CEED-VLA: Consistency Vision-language-action Model with Early-exit Decoding

14 Sept 2025 (modified: 14 Nov 2025)ICLR 2026 Conference Withdrawn SubmissionEveryoneRevisionsBibTeXCC BY 4.0
Keywords: Vision-Language-Action Model, Model Acceleration
TL;DR: An efficient VLA inference acceleration method that combines consistency distillation, mixed-label supervision, and early-exit decoding to predict multiple action tokens simultaneously, achieving SOTA-level speedup (>4×) with comparable performance.

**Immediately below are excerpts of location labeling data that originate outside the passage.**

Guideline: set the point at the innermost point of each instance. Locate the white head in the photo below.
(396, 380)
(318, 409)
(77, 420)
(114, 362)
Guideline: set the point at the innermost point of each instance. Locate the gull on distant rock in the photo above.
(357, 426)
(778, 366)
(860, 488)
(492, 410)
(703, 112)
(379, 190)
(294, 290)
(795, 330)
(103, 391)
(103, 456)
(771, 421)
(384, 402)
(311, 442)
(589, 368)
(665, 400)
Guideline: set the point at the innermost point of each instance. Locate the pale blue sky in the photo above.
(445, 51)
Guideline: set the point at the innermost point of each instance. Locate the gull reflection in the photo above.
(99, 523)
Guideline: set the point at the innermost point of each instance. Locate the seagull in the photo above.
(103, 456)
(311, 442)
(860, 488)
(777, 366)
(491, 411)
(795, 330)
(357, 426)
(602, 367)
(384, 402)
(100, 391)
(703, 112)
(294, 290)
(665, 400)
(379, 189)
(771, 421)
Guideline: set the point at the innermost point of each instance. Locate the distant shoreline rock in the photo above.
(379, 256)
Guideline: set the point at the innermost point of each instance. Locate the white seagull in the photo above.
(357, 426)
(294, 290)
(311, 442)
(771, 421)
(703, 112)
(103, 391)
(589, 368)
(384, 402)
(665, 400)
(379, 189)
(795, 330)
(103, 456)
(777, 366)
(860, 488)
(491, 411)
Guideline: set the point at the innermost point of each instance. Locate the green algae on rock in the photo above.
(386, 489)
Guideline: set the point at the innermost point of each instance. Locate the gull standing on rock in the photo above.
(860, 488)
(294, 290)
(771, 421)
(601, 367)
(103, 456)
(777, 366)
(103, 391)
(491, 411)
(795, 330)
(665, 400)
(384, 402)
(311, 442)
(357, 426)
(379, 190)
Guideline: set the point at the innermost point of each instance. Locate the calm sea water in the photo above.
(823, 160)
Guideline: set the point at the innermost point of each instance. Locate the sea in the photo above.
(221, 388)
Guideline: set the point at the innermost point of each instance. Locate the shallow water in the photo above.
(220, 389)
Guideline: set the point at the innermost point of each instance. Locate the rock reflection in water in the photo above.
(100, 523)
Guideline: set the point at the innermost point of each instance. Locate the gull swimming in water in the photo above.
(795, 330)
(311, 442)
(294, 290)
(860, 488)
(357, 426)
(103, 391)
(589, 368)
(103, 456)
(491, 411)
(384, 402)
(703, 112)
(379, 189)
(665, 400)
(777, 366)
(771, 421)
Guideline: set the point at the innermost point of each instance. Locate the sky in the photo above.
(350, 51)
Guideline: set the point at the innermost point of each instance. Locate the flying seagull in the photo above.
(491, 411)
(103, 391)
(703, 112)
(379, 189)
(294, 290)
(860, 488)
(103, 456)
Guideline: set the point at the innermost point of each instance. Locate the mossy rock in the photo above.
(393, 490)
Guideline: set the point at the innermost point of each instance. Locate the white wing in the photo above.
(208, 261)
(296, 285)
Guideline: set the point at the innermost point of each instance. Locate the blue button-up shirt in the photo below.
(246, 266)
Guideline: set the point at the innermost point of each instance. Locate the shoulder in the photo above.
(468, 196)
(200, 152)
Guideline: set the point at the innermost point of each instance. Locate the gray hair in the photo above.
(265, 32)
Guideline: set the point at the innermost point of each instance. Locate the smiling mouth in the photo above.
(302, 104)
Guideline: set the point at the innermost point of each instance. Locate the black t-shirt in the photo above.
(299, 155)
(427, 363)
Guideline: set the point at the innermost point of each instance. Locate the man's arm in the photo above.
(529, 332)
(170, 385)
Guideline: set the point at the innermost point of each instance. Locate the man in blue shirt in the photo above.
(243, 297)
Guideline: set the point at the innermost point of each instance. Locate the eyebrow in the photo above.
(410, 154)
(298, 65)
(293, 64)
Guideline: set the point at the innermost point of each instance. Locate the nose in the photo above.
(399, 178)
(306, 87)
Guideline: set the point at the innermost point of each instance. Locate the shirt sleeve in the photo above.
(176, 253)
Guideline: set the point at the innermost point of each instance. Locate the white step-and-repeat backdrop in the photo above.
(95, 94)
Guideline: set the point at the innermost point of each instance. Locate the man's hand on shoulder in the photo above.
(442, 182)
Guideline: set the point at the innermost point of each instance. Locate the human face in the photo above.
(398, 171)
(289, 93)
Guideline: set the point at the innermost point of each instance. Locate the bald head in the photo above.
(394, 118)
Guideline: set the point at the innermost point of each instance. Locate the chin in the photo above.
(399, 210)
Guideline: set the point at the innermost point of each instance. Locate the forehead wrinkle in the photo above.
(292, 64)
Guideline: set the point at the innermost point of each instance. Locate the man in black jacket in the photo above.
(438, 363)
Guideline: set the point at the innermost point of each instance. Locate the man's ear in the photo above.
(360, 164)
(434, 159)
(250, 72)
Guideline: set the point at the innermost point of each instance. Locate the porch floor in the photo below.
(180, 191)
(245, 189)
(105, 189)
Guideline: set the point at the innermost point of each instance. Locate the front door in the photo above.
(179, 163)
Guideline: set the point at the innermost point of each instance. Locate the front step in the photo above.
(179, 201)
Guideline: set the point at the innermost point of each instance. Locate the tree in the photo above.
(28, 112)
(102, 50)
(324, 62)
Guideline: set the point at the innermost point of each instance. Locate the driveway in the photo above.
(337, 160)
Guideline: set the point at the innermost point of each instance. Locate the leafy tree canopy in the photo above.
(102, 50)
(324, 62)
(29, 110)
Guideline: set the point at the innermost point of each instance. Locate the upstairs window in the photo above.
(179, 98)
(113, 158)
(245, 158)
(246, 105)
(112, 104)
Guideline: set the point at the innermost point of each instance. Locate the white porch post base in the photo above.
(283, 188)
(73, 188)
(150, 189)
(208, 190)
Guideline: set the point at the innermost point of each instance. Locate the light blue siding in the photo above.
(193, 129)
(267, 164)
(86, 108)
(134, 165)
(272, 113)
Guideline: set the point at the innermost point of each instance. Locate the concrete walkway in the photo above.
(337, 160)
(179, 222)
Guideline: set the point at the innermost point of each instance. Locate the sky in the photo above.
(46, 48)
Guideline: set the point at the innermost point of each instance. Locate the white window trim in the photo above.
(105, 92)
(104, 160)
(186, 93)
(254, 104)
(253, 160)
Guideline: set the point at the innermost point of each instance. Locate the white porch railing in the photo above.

Abstract: The practical deployment of Vision-Language-Action (VLA) models is severely constrained by inference speed bottlenecks, particularly in high-frequency and dexterous manipulation tasks. While recent studies have explored Jacobi decoding as a more efficient alternative to traditional autoregressive decoding, its practical benefits are marginal due to the lengthy iterations. To address this problem, we introduce consistency distillation training to predict multiple correct action tokens in each iteration, thereby achieving acceleration. Besides, we design mixed-label supervision to mitigate the error accumulation during distillation. While the above two methods bring obvious speedup, we identify that certain inefficient iterations remain a critical limitation. To tackle this, we propose an early-exit decoding strategy that moderately relaxes convergence conditions, which further improves average inference efficiency. Experimental results show that the proposed method achieves more than 4× inference acceleration across different base models while maintaining high task success rates in both simulated and real-world robot tasks. These experiments validate that our approach provides an efficient and general paradigm for accelerating multimodal decision-making in robotics.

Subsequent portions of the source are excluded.